Most building codes require roof vents to expel moisture that could cause insulation or other building materials to deteriorate during winter. In summer, ventilation may reduce roof temperatures, thus lengthening a roof’s life.
However, researchers are investigating whether attic ventilation is beneficial for all climates. For years, researchers have believed the cooling benefits of ventilating a well-insulated attic are negligible. Some experts also question whether ventilation effectively removes moisture. Until the research results are available andaccepted, builders should follow local code requirements, which usually dictate attic ventilation.

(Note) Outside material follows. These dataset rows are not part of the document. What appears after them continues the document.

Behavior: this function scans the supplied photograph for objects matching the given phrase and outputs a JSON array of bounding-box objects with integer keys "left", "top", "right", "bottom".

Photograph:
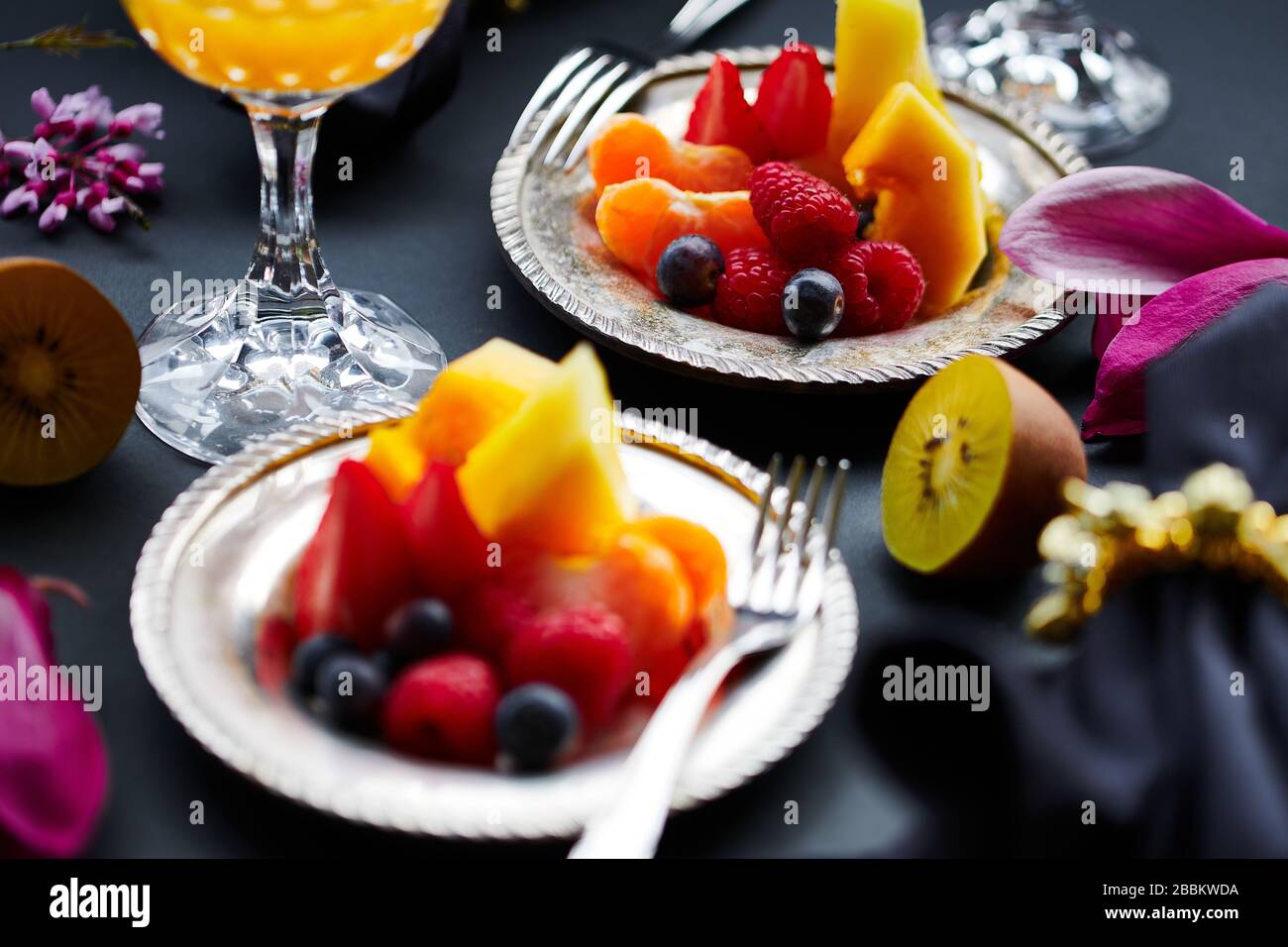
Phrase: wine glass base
[
  {"left": 930, "top": 0, "right": 1172, "bottom": 158},
  {"left": 136, "top": 279, "right": 446, "bottom": 464}
]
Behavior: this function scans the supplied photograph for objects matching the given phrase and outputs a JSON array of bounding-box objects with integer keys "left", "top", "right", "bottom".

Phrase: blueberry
[
  {"left": 313, "top": 655, "right": 389, "bottom": 733},
  {"left": 657, "top": 233, "right": 724, "bottom": 309},
  {"left": 385, "top": 598, "right": 452, "bottom": 666},
  {"left": 291, "top": 634, "right": 357, "bottom": 697},
  {"left": 783, "top": 269, "right": 845, "bottom": 340},
  {"left": 496, "top": 684, "right": 581, "bottom": 771}
]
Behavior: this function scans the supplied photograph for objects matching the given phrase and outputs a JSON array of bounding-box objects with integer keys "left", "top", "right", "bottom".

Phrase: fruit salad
[
  {"left": 257, "top": 339, "right": 728, "bottom": 771},
  {"left": 588, "top": 0, "right": 988, "bottom": 342}
]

A combination of continuous ridge vent along the peak of the roof and continuous soffit vents at the eaves provides the most effective ventilation. A rule of thumb is to use 1 sq. ft. of net vent opening for every 150sq.ft. of insulated ceiling or 1:300 if the insulation has a vapor barrier. Vent area should be divided equally between the ridge and soffits.

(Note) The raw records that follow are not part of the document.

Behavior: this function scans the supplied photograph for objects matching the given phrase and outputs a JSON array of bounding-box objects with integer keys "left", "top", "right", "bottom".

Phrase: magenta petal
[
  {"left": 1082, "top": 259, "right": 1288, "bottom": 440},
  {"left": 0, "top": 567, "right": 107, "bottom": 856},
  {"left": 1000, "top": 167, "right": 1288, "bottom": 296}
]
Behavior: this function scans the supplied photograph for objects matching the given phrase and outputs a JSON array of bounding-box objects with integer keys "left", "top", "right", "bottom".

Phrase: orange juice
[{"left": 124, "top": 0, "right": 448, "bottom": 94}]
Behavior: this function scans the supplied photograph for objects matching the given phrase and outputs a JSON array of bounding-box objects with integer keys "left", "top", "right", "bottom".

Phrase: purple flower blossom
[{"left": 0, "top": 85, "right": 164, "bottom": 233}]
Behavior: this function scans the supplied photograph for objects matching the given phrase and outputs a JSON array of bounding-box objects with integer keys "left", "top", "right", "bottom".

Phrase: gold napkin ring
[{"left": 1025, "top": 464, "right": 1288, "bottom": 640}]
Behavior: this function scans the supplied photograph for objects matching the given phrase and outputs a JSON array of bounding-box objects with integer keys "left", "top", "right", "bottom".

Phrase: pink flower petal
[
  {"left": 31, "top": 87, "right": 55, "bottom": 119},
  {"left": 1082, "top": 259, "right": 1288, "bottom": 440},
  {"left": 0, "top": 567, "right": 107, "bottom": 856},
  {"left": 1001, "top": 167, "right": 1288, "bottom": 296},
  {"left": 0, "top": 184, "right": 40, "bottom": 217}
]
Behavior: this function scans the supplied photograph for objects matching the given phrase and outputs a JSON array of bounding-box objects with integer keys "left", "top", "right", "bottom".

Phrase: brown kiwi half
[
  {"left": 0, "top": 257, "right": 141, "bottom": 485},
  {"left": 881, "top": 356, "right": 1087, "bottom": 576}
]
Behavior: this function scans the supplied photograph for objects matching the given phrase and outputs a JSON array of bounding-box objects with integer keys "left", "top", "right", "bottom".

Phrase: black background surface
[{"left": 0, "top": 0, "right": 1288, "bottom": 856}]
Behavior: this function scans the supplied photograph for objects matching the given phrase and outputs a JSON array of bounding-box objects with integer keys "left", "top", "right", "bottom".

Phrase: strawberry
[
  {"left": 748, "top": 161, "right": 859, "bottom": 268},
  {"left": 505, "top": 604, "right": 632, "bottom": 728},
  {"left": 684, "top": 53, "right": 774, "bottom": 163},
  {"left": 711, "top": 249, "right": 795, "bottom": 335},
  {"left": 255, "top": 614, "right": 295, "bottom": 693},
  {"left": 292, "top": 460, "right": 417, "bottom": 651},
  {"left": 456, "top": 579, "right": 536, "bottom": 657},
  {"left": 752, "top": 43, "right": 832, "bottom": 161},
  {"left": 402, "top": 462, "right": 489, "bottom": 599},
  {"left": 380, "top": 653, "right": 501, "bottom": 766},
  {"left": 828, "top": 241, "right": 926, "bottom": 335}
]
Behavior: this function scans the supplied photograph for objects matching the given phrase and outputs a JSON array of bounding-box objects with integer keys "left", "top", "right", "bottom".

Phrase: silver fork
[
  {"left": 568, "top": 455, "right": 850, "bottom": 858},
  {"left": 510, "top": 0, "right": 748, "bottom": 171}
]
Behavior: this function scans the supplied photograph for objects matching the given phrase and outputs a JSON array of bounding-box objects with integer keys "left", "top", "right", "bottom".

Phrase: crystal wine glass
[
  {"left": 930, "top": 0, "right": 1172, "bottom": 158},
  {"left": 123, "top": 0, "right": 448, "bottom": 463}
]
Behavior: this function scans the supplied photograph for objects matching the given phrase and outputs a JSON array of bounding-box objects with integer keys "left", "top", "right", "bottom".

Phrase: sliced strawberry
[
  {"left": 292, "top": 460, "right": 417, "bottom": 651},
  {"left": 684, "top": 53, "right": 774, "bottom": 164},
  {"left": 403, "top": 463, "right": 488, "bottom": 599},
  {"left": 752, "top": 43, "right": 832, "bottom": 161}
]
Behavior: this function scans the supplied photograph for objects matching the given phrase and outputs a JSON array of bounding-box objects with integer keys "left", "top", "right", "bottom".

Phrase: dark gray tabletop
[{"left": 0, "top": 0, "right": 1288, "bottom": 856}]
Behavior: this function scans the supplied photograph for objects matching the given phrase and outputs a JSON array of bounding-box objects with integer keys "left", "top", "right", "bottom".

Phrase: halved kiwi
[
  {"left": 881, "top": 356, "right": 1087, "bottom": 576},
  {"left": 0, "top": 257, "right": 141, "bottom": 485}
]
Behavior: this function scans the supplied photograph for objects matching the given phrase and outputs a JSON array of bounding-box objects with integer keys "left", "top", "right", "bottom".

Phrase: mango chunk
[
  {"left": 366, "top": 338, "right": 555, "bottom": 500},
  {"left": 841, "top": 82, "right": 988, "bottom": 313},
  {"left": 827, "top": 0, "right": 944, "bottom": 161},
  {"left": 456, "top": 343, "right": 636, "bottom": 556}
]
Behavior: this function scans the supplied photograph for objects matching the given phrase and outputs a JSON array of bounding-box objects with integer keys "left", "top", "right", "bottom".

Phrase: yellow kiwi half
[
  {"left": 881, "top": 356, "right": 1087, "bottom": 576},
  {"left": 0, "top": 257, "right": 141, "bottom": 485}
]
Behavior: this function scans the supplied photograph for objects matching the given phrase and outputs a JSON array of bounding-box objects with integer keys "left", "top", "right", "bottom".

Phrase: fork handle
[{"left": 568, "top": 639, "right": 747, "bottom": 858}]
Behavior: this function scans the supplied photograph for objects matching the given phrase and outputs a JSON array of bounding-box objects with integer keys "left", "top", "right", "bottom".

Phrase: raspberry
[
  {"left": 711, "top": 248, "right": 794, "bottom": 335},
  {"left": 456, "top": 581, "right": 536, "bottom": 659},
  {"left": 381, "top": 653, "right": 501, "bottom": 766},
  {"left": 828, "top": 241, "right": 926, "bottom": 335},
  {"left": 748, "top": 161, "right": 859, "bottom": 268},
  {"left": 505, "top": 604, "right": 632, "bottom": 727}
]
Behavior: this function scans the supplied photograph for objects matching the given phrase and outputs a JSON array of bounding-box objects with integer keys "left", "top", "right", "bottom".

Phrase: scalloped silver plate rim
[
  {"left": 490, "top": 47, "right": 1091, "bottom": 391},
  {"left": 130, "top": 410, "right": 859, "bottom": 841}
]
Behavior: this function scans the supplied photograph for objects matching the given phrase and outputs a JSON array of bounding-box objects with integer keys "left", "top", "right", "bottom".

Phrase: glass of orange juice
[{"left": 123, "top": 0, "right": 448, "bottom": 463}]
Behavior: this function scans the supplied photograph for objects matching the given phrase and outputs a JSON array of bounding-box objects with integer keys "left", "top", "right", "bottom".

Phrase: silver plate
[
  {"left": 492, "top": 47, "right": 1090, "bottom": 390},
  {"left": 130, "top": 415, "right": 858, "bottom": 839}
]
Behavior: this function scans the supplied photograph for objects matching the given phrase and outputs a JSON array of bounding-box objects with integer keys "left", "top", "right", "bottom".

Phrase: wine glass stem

Cap vents and gable vents can supplement a roof design that has insufficient ridge vent area. Turbine vents can also be used, although they require annual maintenance. Electrically powered roof ventilators are not recommended because they consume more energy than they save. Powered vents can also remove conditioned air from a home through ceiling leaks and bypasses, pull pollutants from the crawlspace into a home, and cause exhaust gases from fireplaces and combustion appliances to enter a home.